1. Pickled fish need to be soaked in advance. According to the salinity of pickled fish, the soaking time is selected. Generally 10 hour is appropriate.

2. Cut the soaked preserved fish into pieces and drain.

3. mince ginger and garlic. Onion, green pepper and dried red pepper are cut into sections.

4. Pour the oil in the pot, heat it, turn off the fire, and pour in the chopped ginger, garlic, onion, pepper and dried pepper. Then pour in the right amount of douban, douchi and white sugar. As for how much seasoning to add, according to your own taste. We are from Sichuan, so we have a big taste.

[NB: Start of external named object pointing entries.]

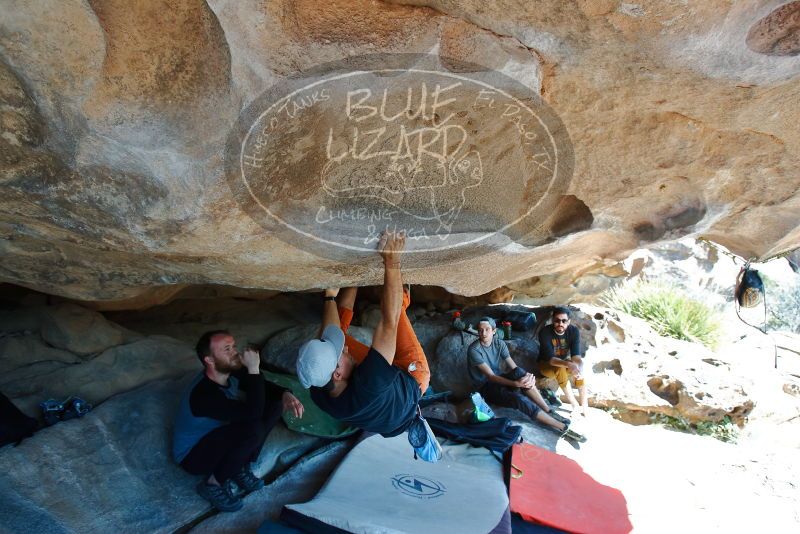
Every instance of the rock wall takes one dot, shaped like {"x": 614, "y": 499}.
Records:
{"x": 117, "y": 119}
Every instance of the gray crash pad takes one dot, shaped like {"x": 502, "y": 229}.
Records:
{"x": 380, "y": 487}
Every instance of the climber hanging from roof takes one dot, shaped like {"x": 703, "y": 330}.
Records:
{"x": 374, "y": 388}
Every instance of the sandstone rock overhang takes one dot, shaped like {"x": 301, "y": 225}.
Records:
{"x": 117, "y": 119}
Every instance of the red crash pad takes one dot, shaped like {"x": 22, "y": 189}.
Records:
{"x": 553, "y": 490}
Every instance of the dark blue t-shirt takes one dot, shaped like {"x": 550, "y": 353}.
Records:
{"x": 379, "y": 397}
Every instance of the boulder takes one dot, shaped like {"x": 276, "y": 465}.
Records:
{"x": 21, "y": 319}
{"x": 250, "y": 321}
{"x": 111, "y": 470}
{"x": 114, "y": 371}
{"x": 284, "y": 448}
{"x": 299, "y": 484}
{"x": 117, "y": 127}
{"x": 18, "y": 351}
{"x": 81, "y": 331}
{"x": 648, "y": 374}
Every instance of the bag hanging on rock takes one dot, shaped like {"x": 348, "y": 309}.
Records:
{"x": 14, "y": 425}
{"x": 749, "y": 288}
{"x": 425, "y": 444}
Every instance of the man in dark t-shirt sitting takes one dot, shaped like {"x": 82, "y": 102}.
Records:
{"x": 377, "y": 388}
{"x": 224, "y": 418}
{"x": 487, "y": 359}
{"x": 560, "y": 357}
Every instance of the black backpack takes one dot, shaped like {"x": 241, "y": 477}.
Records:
{"x": 14, "y": 425}
{"x": 749, "y": 288}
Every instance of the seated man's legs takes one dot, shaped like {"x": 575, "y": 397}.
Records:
{"x": 561, "y": 375}
{"x": 581, "y": 385}
{"x": 227, "y": 450}
{"x": 512, "y": 398}
{"x": 409, "y": 350}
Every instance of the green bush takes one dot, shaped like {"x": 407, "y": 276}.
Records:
{"x": 669, "y": 310}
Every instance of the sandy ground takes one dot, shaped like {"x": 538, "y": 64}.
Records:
{"x": 675, "y": 482}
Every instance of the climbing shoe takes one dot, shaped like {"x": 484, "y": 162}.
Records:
{"x": 247, "y": 481}
{"x": 568, "y": 433}
{"x": 220, "y": 497}
{"x": 550, "y": 397}
{"x": 558, "y": 417}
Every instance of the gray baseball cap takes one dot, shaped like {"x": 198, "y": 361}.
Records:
{"x": 489, "y": 320}
{"x": 318, "y": 358}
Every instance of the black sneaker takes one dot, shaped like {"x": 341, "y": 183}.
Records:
{"x": 550, "y": 397}
{"x": 558, "y": 417}
{"x": 220, "y": 497}
{"x": 247, "y": 481}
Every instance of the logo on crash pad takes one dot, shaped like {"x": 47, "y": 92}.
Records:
{"x": 463, "y": 160}
{"x": 417, "y": 486}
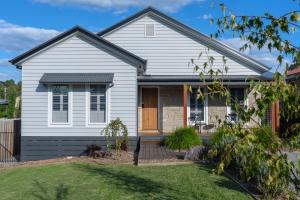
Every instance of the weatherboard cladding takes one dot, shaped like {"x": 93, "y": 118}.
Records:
{"x": 76, "y": 55}
{"x": 77, "y": 78}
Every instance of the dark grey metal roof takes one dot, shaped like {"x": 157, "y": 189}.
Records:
{"x": 202, "y": 38}
{"x": 76, "y": 78}
{"x": 195, "y": 78}
{"x": 132, "y": 58}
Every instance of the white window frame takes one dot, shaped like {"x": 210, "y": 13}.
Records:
{"x": 107, "y": 106}
{"x": 205, "y": 122}
{"x": 246, "y": 101}
{"x": 70, "y": 107}
{"x": 154, "y": 29}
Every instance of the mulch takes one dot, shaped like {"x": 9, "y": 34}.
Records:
{"x": 121, "y": 157}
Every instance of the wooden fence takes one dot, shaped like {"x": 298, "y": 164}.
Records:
{"x": 10, "y": 137}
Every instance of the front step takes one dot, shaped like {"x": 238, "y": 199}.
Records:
{"x": 151, "y": 139}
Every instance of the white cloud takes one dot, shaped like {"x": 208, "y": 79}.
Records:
{"x": 20, "y": 38}
{"x": 263, "y": 55}
{"x": 207, "y": 16}
{"x": 121, "y": 5}
{"x": 4, "y": 61}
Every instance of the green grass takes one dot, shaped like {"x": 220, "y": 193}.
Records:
{"x": 92, "y": 181}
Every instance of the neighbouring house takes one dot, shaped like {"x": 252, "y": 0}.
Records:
{"x": 137, "y": 70}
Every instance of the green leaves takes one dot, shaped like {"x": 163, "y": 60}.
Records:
{"x": 261, "y": 31}
{"x": 115, "y": 131}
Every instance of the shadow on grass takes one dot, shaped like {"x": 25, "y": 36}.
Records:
{"x": 225, "y": 183}
{"x": 41, "y": 192}
{"x": 130, "y": 182}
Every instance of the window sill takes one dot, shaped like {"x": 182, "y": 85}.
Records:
{"x": 58, "y": 125}
{"x": 100, "y": 125}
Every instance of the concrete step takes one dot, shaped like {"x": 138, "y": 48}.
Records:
{"x": 151, "y": 138}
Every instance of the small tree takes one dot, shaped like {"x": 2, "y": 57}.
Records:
{"x": 116, "y": 132}
{"x": 258, "y": 160}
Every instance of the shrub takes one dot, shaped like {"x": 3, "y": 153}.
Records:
{"x": 113, "y": 132}
{"x": 183, "y": 138}
{"x": 254, "y": 153}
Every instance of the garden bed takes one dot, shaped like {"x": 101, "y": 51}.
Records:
{"x": 122, "y": 157}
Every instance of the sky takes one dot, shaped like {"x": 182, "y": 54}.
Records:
{"x": 27, "y": 23}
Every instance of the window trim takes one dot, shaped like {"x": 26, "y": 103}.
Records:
{"x": 154, "y": 29}
{"x": 246, "y": 101}
{"x": 205, "y": 122}
{"x": 70, "y": 107}
{"x": 87, "y": 106}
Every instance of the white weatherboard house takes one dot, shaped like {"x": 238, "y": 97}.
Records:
{"x": 137, "y": 70}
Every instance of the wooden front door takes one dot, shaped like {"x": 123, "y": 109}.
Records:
{"x": 149, "y": 108}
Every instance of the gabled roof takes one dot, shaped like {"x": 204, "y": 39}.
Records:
{"x": 202, "y": 38}
{"x": 130, "y": 57}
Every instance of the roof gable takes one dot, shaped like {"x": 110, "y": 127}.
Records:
{"x": 192, "y": 33}
{"x": 133, "y": 59}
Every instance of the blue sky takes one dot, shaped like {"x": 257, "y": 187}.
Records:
{"x": 26, "y": 23}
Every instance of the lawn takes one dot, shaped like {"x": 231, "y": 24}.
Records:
{"x": 92, "y": 181}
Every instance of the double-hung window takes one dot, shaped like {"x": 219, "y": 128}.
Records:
{"x": 97, "y": 104}
{"x": 196, "y": 107}
{"x": 237, "y": 95}
{"x": 60, "y": 104}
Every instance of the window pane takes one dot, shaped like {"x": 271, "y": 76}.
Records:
{"x": 97, "y": 103}
{"x": 236, "y": 95}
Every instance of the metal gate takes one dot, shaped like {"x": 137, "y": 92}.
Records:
{"x": 10, "y": 137}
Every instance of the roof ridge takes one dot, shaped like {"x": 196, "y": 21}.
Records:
{"x": 64, "y": 34}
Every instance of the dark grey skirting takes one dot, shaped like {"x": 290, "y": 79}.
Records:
{"x": 46, "y": 147}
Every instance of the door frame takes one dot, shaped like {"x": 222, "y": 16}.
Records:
{"x": 158, "y": 105}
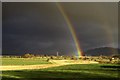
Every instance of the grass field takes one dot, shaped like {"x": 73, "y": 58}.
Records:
{"x": 68, "y": 71}
{"x": 23, "y": 61}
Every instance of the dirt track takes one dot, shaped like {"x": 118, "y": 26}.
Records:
{"x": 54, "y": 64}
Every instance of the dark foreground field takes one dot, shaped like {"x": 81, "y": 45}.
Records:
{"x": 69, "y": 71}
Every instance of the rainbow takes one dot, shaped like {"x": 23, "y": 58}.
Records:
{"x": 71, "y": 28}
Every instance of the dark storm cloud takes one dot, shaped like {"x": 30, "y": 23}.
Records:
{"x": 40, "y": 27}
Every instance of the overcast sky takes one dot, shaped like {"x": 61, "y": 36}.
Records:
{"x": 41, "y": 28}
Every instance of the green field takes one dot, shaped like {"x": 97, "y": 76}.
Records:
{"x": 24, "y": 61}
{"x": 68, "y": 71}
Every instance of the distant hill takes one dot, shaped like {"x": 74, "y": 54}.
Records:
{"x": 105, "y": 51}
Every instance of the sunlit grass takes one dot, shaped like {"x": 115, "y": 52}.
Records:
{"x": 69, "y": 71}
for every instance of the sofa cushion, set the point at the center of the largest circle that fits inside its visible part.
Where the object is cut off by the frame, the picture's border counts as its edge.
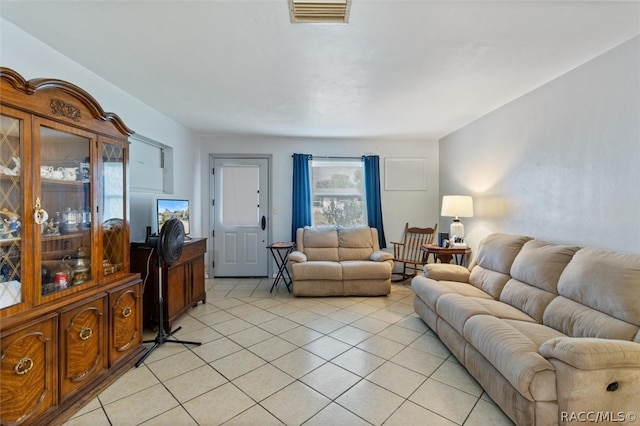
(498, 251)
(456, 309)
(446, 271)
(430, 290)
(365, 270)
(540, 264)
(355, 243)
(319, 243)
(588, 278)
(577, 320)
(329, 271)
(514, 355)
(529, 299)
(489, 281)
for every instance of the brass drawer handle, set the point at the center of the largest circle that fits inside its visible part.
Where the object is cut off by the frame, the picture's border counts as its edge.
(23, 366)
(85, 333)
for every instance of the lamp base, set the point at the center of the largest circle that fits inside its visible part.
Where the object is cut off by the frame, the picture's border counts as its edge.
(456, 230)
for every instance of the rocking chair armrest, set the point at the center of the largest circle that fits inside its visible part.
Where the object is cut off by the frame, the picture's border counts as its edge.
(396, 249)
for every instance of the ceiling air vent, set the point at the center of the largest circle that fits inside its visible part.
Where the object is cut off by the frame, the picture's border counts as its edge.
(331, 11)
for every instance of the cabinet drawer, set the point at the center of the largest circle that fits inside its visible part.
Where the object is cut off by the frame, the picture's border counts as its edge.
(82, 344)
(125, 307)
(28, 371)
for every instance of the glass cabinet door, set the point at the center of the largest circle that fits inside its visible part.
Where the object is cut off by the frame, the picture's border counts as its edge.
(115, 233)
(64, 201)
(11, 214)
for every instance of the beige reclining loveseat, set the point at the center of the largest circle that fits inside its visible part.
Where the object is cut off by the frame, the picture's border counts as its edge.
(336, 261)
(551, 332)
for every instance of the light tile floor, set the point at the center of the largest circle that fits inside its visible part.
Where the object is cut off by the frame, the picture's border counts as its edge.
(273, 359)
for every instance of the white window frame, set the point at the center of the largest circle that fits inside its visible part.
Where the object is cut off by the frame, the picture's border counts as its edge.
(336, 163)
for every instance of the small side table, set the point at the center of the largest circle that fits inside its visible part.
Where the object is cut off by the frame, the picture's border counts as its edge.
(445, 254)
(279, 252)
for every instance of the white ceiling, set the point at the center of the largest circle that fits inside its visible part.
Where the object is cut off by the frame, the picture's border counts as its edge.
(399, 69)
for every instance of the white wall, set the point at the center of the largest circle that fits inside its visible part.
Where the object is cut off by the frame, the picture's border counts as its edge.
(561, 163)
(34, 59)
(420, 208)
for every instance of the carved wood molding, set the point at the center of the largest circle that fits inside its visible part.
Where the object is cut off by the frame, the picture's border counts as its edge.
(32, 86)
(60, 107)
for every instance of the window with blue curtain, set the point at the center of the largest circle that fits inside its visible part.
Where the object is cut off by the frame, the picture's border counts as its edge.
(340, 191)
(301, 208)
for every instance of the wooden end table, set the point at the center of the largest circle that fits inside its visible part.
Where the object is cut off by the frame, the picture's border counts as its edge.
(280, 251)
(445, 254)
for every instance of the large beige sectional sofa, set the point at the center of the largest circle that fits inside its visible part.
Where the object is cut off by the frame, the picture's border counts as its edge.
(336, 261)
(551, 332)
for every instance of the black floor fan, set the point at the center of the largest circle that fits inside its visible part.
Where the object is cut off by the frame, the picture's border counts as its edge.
(168, 248)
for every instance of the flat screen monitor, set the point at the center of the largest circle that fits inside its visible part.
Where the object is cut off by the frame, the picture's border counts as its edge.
(169, 209)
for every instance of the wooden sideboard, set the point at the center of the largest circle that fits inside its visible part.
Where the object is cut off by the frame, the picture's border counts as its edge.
(182, 281)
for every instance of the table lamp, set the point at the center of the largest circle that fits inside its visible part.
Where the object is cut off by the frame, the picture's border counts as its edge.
(457, 206)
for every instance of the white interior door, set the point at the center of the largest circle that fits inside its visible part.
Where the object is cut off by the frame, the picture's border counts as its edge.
(240, 206)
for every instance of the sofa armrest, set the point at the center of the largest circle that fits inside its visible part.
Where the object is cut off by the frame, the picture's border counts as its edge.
(446, 272)
(592, 354)
(594, 375)
(380, 256)
(296, 257)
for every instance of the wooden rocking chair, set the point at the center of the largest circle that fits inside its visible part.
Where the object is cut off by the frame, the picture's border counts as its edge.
(409, 251)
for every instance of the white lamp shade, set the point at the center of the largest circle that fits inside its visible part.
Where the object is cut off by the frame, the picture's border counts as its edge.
(457, 206)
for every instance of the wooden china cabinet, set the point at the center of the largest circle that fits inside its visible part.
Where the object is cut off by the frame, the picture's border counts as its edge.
(70, 310)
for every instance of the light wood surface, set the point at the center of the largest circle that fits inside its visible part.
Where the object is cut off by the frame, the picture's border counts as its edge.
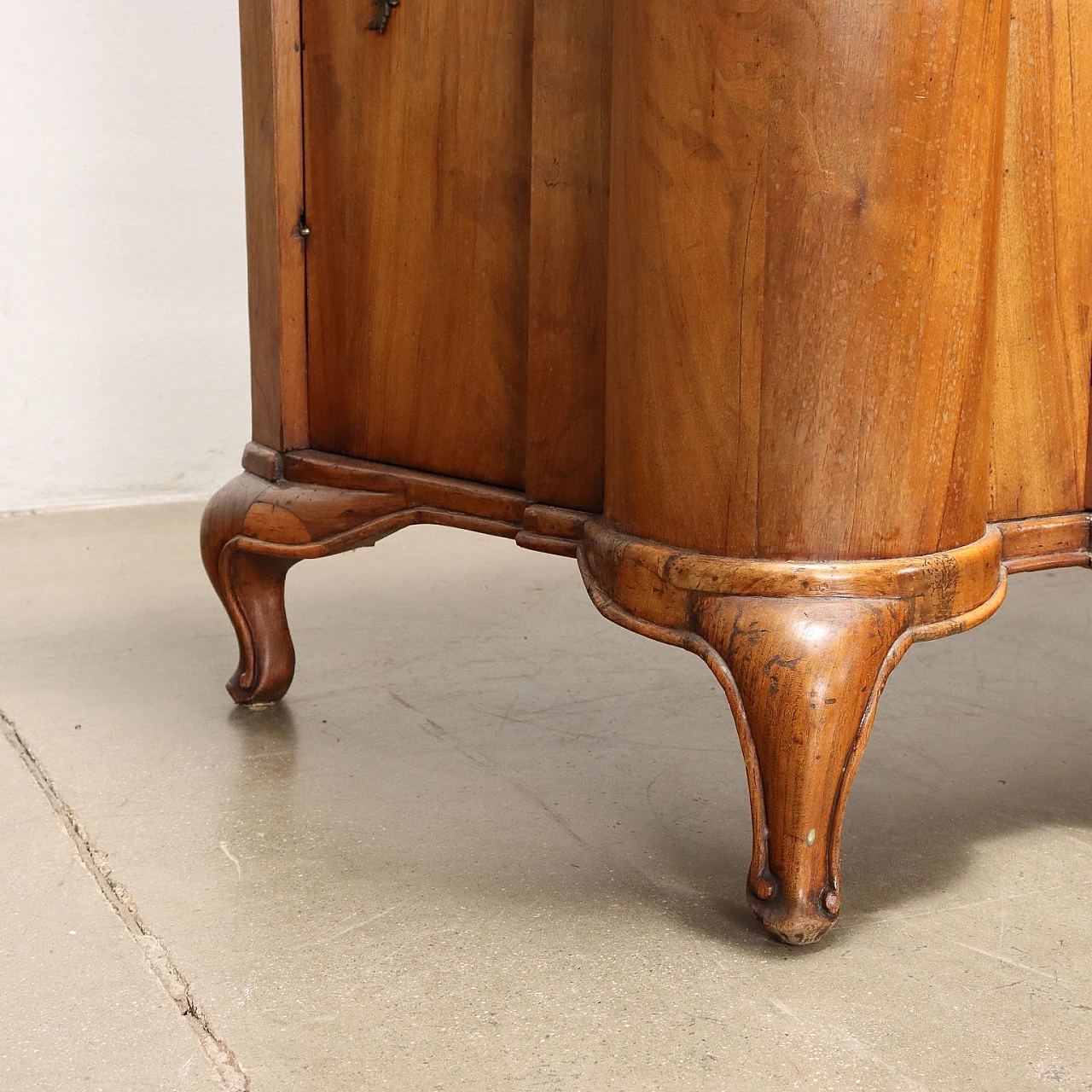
(740, 304)
(802, 274)
(273, 144)
(418, 157)
(568, 253)
(1044, 336)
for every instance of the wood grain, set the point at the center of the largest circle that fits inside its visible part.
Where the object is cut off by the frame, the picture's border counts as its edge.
(1044, 340)
(568, 274)
(418, 159)
(803, 227)
(803, 659)
(273, 142)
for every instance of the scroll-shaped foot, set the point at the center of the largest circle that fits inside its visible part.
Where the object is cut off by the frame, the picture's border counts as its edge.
(803, 678)
(803, 651)
(253, 533)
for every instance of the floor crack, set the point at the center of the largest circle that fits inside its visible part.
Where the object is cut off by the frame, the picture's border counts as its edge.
(155, 951)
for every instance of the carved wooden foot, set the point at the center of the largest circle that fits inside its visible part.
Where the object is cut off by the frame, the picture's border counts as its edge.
(259, 526)
(253, 533)
(803, 651)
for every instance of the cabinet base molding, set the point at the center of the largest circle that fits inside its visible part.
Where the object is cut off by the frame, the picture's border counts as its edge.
(803, 650)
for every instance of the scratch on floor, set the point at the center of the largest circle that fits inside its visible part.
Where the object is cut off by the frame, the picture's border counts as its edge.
(849, 1042)
(1009, 962)
(483, 763)
(155, 951)
(326, 938)
(230, 857)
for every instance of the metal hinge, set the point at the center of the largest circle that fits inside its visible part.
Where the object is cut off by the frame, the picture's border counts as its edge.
(383, 11)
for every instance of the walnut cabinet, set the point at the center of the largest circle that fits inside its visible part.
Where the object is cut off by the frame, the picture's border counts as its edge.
(773, 316)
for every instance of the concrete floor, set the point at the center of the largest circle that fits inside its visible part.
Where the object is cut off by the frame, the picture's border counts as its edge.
(491, 842)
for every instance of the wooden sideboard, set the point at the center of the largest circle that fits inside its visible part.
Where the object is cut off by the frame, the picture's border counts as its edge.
(775, 316)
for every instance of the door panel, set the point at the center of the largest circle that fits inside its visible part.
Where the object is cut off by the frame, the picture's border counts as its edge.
(417, 157)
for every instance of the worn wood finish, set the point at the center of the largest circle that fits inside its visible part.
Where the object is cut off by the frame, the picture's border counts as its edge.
(1044, 338)
(803, 653)
(802, 648)
(418, 159)
(569, 183)
(1053, 542)
(273, 142)
(746, 379)
(780, 238)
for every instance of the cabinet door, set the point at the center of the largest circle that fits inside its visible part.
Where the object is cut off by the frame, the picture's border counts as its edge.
(417, 151)
(436, 276)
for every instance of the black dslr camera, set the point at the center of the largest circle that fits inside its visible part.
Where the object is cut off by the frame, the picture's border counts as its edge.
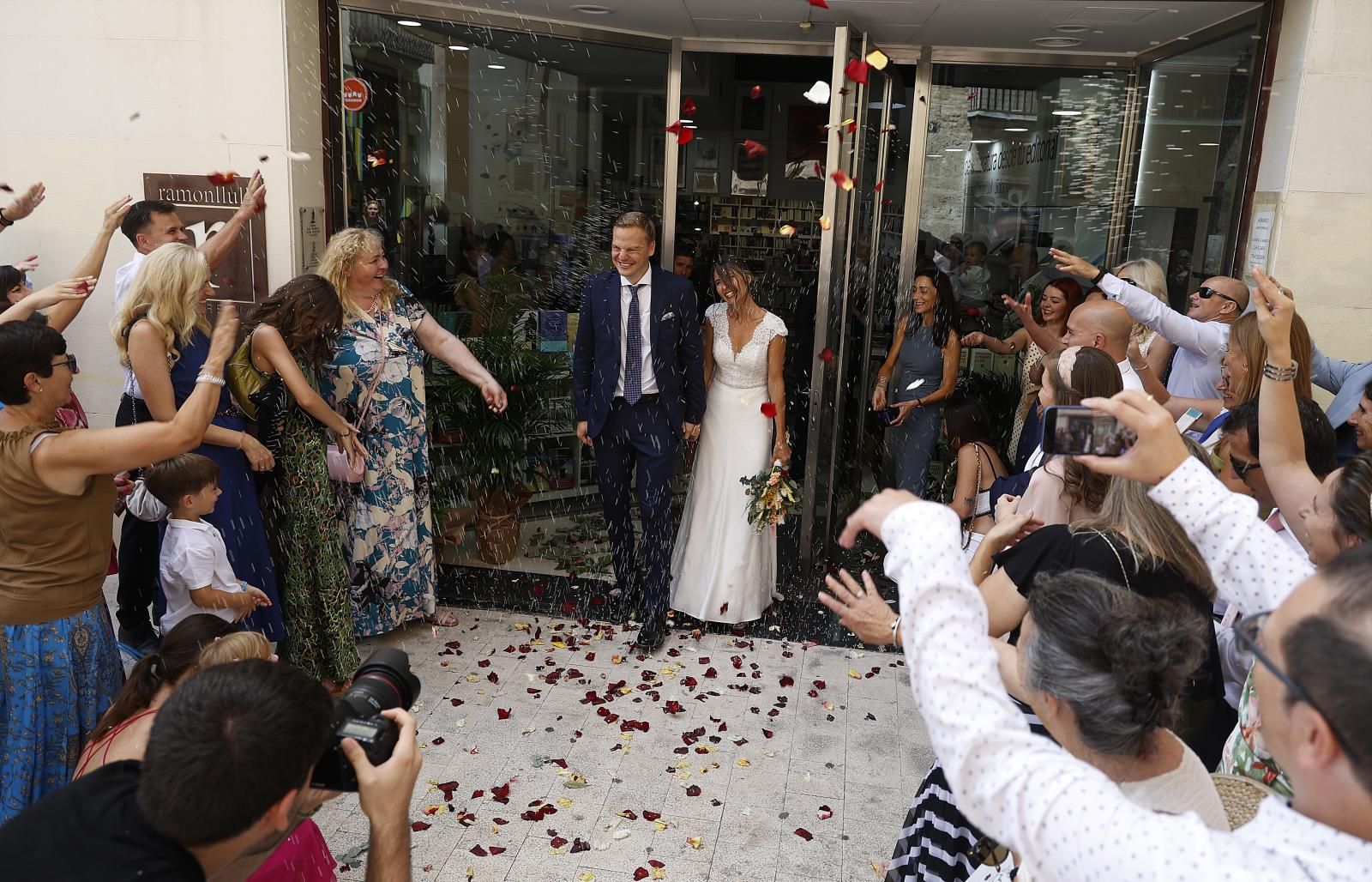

5. After the seasoning is sauté ed, pour in the fish and stir fry for two or three minutes. Bring the pot and put it in the basin.

6. After the water in the pot is boiled. Steaming the preserved fish with black bean sauce in a pot. It should be noted that the pot containing fish must be covered with plastic wrap to prevent water vapor from dripping into the pot. Remember. Steam on high fire for 20 minutes.

7, plate, sprinkle with coriander!

Pickled fish is the name of the fish after washing, pickling and drying. Carassius auratus, grass carp and carp can all be preserved fish. Cured fish is a traditional aquatic processed food in China, which has unique flavor and storability and plays an important role in the food culture in southern China.

During the processing of preserved fish, biochemical changes such as nitrate reduction, protein hydrolysis, amino acid stripping and deamination, lipid hydrolysis and oxidation occurred due to the action of microorganisms and enzymes in raw fish, which made the fish have unique flavor and nutrition.

Reference source Baidu Encyclopedia smoked fish.